The probability distributions of infected, recovery and death of COVID-19 patient are determined using their respective steady state probabilities. The probability of recovery is above 0.9 for Nigeria, Kenya and South Africa, only Central African Republic has a low recovery rate, which is 0.5924, that is, 59.24% but also has a very low COVID-19 induced mortality rate of 0.0086 (0.86%). The highest mortality rate among the selected countries in SSA is South Africa with a mortality rate as low as 3.06%. This implies that the COVID-19 induced mortality rate for SSA countries is very low.
The steady state probability of getting infected with COVID-19 was derived using maximum likelihood estimation method. The estimated probability of infection for the selected countries shows that Kenya has the highest probability of getting infected with COVID-19, followed by South Africa, Nigeria, while the least is Central Africa Republic. It should however be noted that the average values for the period under study was used rather than the current value, this might affect the estimates. Nevertheless, the estimates show the real situation in the countries.

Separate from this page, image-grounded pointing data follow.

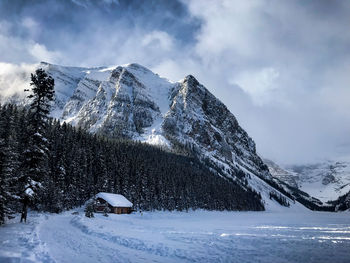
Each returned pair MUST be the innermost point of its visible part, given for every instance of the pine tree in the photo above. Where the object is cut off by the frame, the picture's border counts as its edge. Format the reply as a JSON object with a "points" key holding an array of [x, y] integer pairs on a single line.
{"points": [[35, 167]]}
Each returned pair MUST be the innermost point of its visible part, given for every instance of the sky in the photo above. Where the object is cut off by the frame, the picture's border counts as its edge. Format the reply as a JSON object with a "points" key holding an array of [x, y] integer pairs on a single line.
{"points": [[281, 67]]}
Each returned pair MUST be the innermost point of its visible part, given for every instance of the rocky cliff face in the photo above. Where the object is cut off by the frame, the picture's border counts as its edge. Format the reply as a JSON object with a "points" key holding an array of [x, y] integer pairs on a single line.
{"points": [[131, 101]]}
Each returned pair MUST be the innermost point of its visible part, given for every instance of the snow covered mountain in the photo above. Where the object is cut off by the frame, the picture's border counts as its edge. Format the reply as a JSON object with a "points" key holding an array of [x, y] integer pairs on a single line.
{"points": [[325, 181], [133, 102]]}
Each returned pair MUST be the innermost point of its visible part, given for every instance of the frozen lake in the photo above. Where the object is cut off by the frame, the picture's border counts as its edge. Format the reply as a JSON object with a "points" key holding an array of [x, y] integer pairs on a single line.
{"points": [[199, 236]]}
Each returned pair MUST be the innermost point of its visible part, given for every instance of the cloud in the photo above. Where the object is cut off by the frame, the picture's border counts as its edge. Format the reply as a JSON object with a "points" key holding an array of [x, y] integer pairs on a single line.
{"points": [[280, 66], [10, 83]]}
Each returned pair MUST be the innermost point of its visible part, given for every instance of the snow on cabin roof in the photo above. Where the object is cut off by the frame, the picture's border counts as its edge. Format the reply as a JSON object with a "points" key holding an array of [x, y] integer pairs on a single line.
{"points": [[115, 199]]}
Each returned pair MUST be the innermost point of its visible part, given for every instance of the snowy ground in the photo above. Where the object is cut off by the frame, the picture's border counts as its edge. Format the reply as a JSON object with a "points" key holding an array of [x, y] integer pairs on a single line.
{"points": [[199, 236]]}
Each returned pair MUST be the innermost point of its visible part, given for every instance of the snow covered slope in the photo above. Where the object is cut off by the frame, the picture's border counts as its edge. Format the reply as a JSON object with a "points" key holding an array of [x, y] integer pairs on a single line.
{"points": [[199, 236], [325, 181], [133, 102]]}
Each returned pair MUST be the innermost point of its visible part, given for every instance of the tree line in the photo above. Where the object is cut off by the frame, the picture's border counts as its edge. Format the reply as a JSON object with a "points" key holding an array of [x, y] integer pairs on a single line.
{"points": [[51, 166]]}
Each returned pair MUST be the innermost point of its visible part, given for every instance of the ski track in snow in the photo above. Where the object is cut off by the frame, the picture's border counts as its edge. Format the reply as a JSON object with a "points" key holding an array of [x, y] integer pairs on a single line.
{"points": [[199, 236]]}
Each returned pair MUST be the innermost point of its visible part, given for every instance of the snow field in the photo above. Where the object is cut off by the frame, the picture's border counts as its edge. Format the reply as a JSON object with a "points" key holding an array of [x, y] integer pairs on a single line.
{"points": [[199, 236]]}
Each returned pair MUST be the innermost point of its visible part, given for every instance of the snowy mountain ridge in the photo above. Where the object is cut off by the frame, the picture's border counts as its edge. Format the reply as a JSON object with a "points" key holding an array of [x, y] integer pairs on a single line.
{"points": [[325, 181], [133, 102]]}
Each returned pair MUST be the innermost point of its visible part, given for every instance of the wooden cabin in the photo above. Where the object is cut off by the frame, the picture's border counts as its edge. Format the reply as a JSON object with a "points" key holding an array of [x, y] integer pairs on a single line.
{"points": [[116, 203]]}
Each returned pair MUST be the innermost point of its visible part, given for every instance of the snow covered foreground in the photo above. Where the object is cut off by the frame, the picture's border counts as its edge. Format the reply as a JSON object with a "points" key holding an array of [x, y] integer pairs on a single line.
{"points": [[199, 236]]}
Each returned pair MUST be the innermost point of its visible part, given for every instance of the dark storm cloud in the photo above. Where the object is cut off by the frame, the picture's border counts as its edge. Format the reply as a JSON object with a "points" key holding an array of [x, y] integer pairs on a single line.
{"points": [[282, 67]]}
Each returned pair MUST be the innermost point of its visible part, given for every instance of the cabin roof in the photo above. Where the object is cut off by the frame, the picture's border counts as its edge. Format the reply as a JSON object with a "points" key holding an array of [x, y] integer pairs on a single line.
{"points": [[115, 200]]}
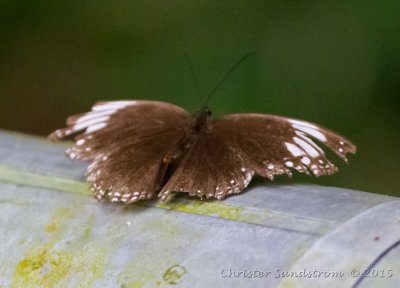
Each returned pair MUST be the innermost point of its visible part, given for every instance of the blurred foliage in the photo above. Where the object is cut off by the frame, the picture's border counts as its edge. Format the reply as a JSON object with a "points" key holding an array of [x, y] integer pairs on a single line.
{"points": [[335, 63]]}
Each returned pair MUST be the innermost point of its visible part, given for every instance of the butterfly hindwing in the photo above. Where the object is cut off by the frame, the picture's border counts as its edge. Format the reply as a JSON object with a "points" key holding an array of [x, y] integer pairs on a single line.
{"points": [[235, 147], [140, 148]]}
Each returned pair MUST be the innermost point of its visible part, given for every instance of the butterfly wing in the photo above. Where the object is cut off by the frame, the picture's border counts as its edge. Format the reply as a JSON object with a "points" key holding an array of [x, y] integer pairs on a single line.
{"points": [[223, 160], [127, 142]]}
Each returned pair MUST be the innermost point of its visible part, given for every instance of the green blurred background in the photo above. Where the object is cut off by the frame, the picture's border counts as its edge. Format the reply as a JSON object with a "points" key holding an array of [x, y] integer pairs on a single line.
{"points": [[336, 63]]}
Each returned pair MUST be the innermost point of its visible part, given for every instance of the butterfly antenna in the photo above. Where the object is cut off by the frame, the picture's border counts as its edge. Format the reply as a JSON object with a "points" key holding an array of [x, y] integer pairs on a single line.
{"points": [[199, 91], [228, 74]]}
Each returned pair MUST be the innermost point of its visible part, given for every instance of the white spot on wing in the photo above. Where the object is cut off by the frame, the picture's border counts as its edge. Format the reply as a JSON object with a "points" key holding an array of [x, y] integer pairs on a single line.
{"points": [[305, 160], [294, 149], [306, 147], [311, 131], [82, 125], [289, 163], [114, 105], [302, 123], [95, 127]]}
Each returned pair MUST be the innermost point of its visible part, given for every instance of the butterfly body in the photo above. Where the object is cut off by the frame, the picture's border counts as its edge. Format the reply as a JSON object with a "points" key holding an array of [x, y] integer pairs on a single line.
{"points": [[140, 149]]}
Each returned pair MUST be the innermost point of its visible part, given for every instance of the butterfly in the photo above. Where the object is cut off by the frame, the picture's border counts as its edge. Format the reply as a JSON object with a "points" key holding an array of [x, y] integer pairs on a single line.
{"points": [[139, 149]]}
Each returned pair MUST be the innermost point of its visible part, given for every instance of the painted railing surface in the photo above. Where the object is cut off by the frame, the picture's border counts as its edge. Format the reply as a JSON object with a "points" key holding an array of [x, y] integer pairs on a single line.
{"points": [[54, 234]]}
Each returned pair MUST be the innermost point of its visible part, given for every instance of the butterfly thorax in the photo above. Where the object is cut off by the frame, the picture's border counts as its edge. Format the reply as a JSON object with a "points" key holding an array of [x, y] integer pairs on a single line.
{"points": [[201, 121]]}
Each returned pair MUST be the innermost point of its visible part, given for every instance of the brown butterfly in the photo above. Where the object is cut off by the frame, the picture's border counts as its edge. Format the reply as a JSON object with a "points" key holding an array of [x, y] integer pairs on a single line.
{"points": [[142, 148]]}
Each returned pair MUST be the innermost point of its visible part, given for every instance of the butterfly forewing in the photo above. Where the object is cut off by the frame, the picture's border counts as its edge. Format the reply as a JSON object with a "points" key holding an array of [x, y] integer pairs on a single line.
{"points": [[224, 159], [140, 148], [127, 141]]}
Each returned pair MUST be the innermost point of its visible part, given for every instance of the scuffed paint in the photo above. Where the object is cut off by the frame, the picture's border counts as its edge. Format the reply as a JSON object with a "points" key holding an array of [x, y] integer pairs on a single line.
{"points": [[53, 263], [203, 208], [174, 274]]}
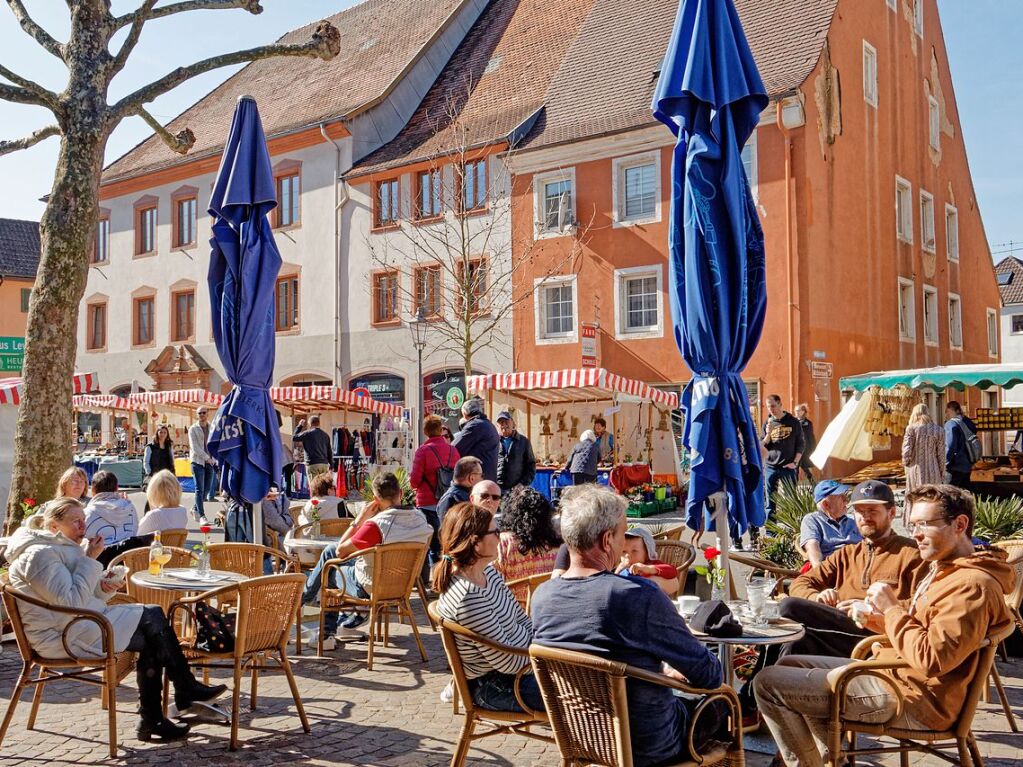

The probability of having more than a certain number of infected individuals in a susceptible population was derived using maximum likelihood estimation method. This can be termed as the probability of having more than n active cases in a population, where n is a natural number. Among the selected countries, Kenya has the highest probability of having more than 10 COVID-19 cases, followed by South Africa, Nigeria and Central African Republic in that order. The probability that there will be active cases in a population is higher for Kenya compared to other selected countries.
The study also estimated the average waiting time between infection and recovery/death of COVID-19 individual using maximum likelihood estimation. This is the average survival time of the virus in the body of an African. Among the selected countries, Kenya has the highest survival time for the virus, followed by Nigeria then Central African Republic. South Africa has the least survival time for COVID-19 virus in the system. This shows that Kenya as a slower time for an outcome of COVID-19 infected individuals.
The average number of COVID-19 infected individuals per day was derived. Kenya has the highest number of COVID-19 active cases per day, followed by South Africa then Nigeria. Central African Republic has the least average number of COVID-19 active cases per day. The number of active cases per day is dependent on the total number of new cases and closed cases. If the number of closed cases is higher than the number of new cases, then the system is at a stable state, and with time the active cases will reduce to zero, provided the reverse is not the case.
The authors declare that they have no known competing interests.
No financial assistance was received for this study.